W3. The paper needs ablation studies to show how each proposed component contributes to the performance.
A3. We have added the relevant experiments in Appendix C under the section "Ablation for Our Different Methods" at line 971. The experimental results in Table 1 demonstrate that our proposed components significantly improve the model's performance. Other experiments on COIN and NIV are also provided in Appendix C at line 972.
Table 1: Ablation study with our proposed components on CrossTask.
| ID | M | K | L | SR↑ | mAcc↑ | mIoU↑ |
|---|---|---|---|---|---|---|
| 1 | 37.20 | 64.67 | 66.57 | |||
| 2 | ✓ | 39.03 | 66.49 | 68.26 | ||
| 3 | ✓ | 38.88 | 66.36 | 68.35 | ||
| 4 | ✓ | 38.57 | 66.02 | 68.17 | ||
| 5 | ✓ | ✓ | 39.64 | 66.74 | 68.77 | |
| 6 | ✓ | ✓ | 39.71 | 66.65 | 68.83 | |
| 7 | ✓ | ✓ | 39.17 | 66.49 | 68.38 | |
| 8 | ✓ | ✓ | ✓ | 40.45 | 67.19 | 69.17 |
Note: M: Our latent space temporal logical interpolation module, K: mask projection, L: task-adaptive masked proximity loss. The results of ID 1 are from PDPP.
Q1. Clarify which components in MTID are inherited from PDPP.
A4. Our method builds upon the base PDPP model, inheriting several components while addressing its limitations. Here are the inherited components and our improvements:
-
Input Matrix:
- Inherited: We maintain the same input matrix design.
- Drawback: This design leads to the model predicting actions that are less likely to fall within the current task label's action space.
- Improvement: We introduce masked projection during initialization to limit the action space and reduce the probability of predicted actions falling outside the action space.
-
U-Net Architecture:
- Inherited: We adopt the base U-Net model from PDPP.

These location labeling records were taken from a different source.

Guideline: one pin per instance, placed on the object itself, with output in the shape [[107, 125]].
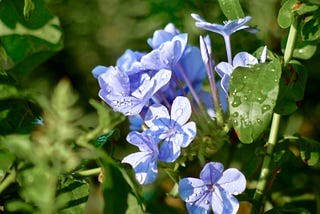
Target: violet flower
[[144, 163], [129, 94], [172, 129], [213, 191]]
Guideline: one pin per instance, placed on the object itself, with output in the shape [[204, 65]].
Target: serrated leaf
[[231, 9], [311, 27], [27, 42], [292, 86], [73, 194], [310, 151], [253, 94], [285, 15]]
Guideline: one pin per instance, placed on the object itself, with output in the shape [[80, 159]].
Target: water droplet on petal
[[179, 112], [236, 101], [265, 108]]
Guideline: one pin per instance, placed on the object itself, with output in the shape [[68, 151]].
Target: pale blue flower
[[172, 128], [128, 94], [213, 191], [144, 163]]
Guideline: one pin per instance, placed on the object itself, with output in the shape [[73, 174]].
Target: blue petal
[[244, 59], [129, 57], [99, 70], [202, 205], [114, 81], [211, 173], [190, 132], [223, 202], [181, 110], [157, 115], [169, 151], [191, 189], [144, 165], [232, 181]]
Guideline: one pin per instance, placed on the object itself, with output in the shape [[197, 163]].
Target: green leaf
[[253, 94], [231, 8], [281, 210], [73, 194], [27, 42], [310, 151], [292, 86], [285, 15], [311, 27]]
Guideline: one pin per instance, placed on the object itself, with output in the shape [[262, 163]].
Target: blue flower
[[172, 129], [227, 29], [144, 163], [161, 36], [214, 190], [128, 94]]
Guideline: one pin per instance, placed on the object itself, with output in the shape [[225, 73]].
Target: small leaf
[[253, 94], [231, 8], [310, 151], [285, 15], [292, 86], [311, 27]]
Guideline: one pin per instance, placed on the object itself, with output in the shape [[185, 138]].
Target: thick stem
[[266, 172]]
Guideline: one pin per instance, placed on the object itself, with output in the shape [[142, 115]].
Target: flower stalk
[[265, 172]]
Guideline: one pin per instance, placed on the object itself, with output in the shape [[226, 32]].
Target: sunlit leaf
[[285, 15], [292, 86], [231, 8], [310, 151], [253, 94], [27, 42]]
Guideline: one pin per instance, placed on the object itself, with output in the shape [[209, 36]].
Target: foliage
[[57, 146]]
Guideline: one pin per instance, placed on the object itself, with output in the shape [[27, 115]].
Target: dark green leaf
[[310, 151], [311, 27], [73, 194], [253, 94], [281, 210], [285, 15], [292, 86], [27, 42], [231, 9]]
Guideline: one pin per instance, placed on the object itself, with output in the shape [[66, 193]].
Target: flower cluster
[[160, 90]]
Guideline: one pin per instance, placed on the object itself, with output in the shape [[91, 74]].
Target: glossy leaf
[[27, 42], [231, 9], [73, 194], [310, 151], [292, 86], [253, 93], [311, 27], [285, 15]]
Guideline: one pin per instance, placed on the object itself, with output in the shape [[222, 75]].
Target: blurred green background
[[97, 32]]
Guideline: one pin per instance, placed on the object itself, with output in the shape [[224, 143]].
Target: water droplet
[[265, 108], [235, 122], [235, 114], [236, 101], [179, 112]]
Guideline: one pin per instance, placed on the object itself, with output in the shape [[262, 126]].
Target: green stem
[[89, 172], [8, 180], [265, 172]]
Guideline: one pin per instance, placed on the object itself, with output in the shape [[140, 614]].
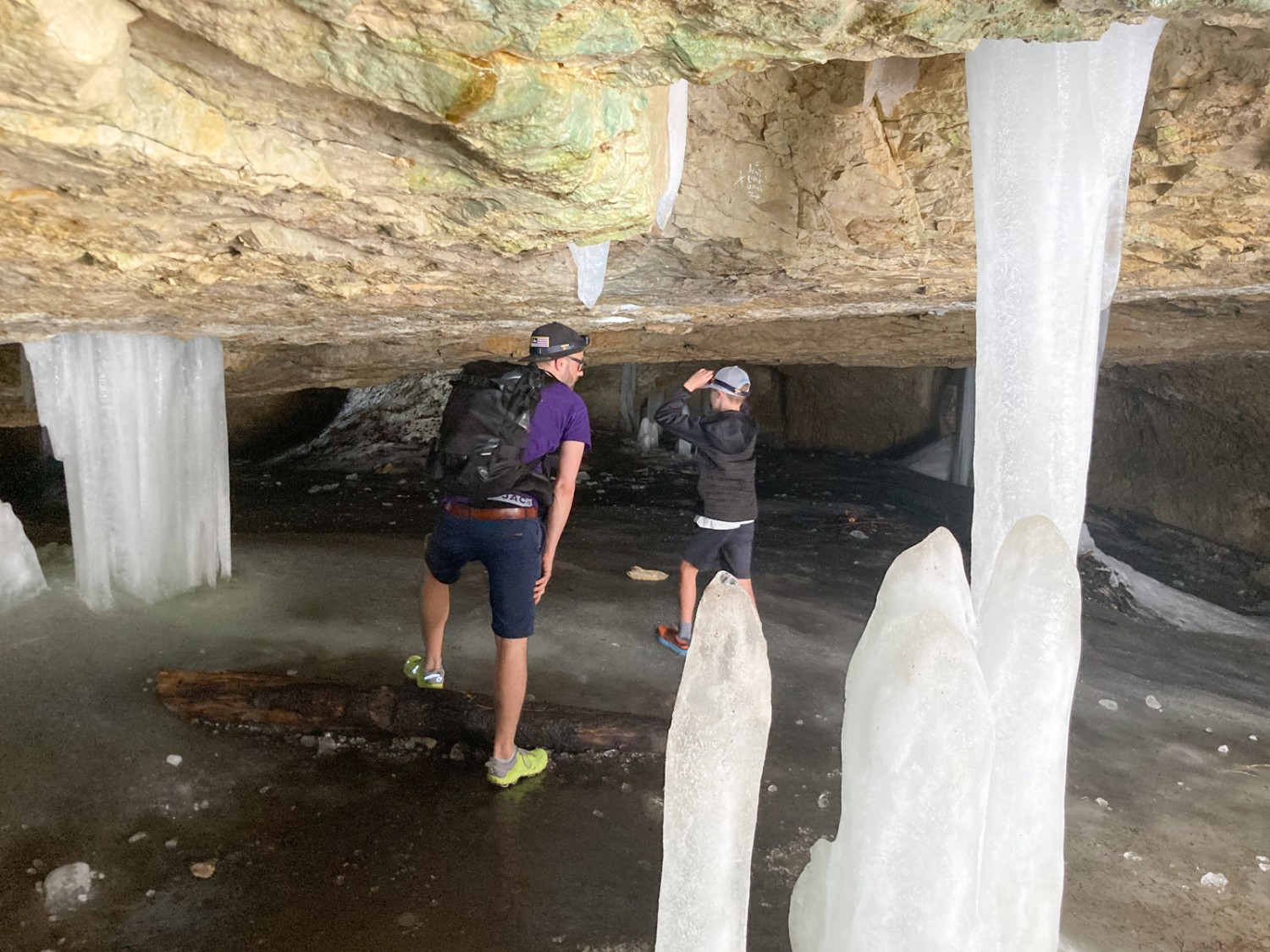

- Drawback: This architecture is too simple to capture the temporal logic of actions and lacks intermediate visual features for supervision.
- Improvement: We extend it by incorporating a latent space temporal logical interpolation module and a cross-attention module, enhancing temporal reasoning and feature integration.
-
Loss Function:
- Inherited: We retain PDPP's base MSE loss while removing the weights on both sides.
- Drawback: This loss is more likely to cause predicted actions to fall outside the current task's action space. Additionally, the real information provided by visual features gradually weakens - the farther from the endpoints, the worse the effect becomes, as shown in Figure 6d. Weighting only both ends imposes excessive attention on endpoints, causing over-reliance while neglecting the middle portions.
- Improvement: We introduce additional constraints, including gradient weighting and masking techniques, to enhance the model's performance and training stability.
-
Diffusion Process:
- Inherited: We retain the denoising diffusion process.
- Drawback: This diffusion process is time-consuming.
- Improvement: We replace DDPM with DDIM, which accelerates both training and inference while maintaining high-quality predictions.
-
Task Classification:
- Inherited: We maintain a task classifier component.
- Drawback: MLP classifier is too simple to model complex spatial-temporal relationships between actions for long instructional videos to obtain accurate task labels.
- Improvement: We enhance it by integrating a transformer module, improving the model's ability to understand and classify complex tasks through transformer's long-term temporal relationship modeling capabilities.
These improvements address PDPP's limitations in temporal reasoning, feature integration, and computational efficiency, resulting in a more powerful and versatile model for procedural planning in instructional videos.
Dear Reviewer pfah,
We sincerely thank the reviewer for such careful attention in our paper, and we express our genuine respect for the reviewer's thorough and responsible approach. The latest version of the paper(marked orange) has been submitted. Please let us know if there are any further issues.
Best,
Paper 1751 Authors
W1. The interpolation module is not logical.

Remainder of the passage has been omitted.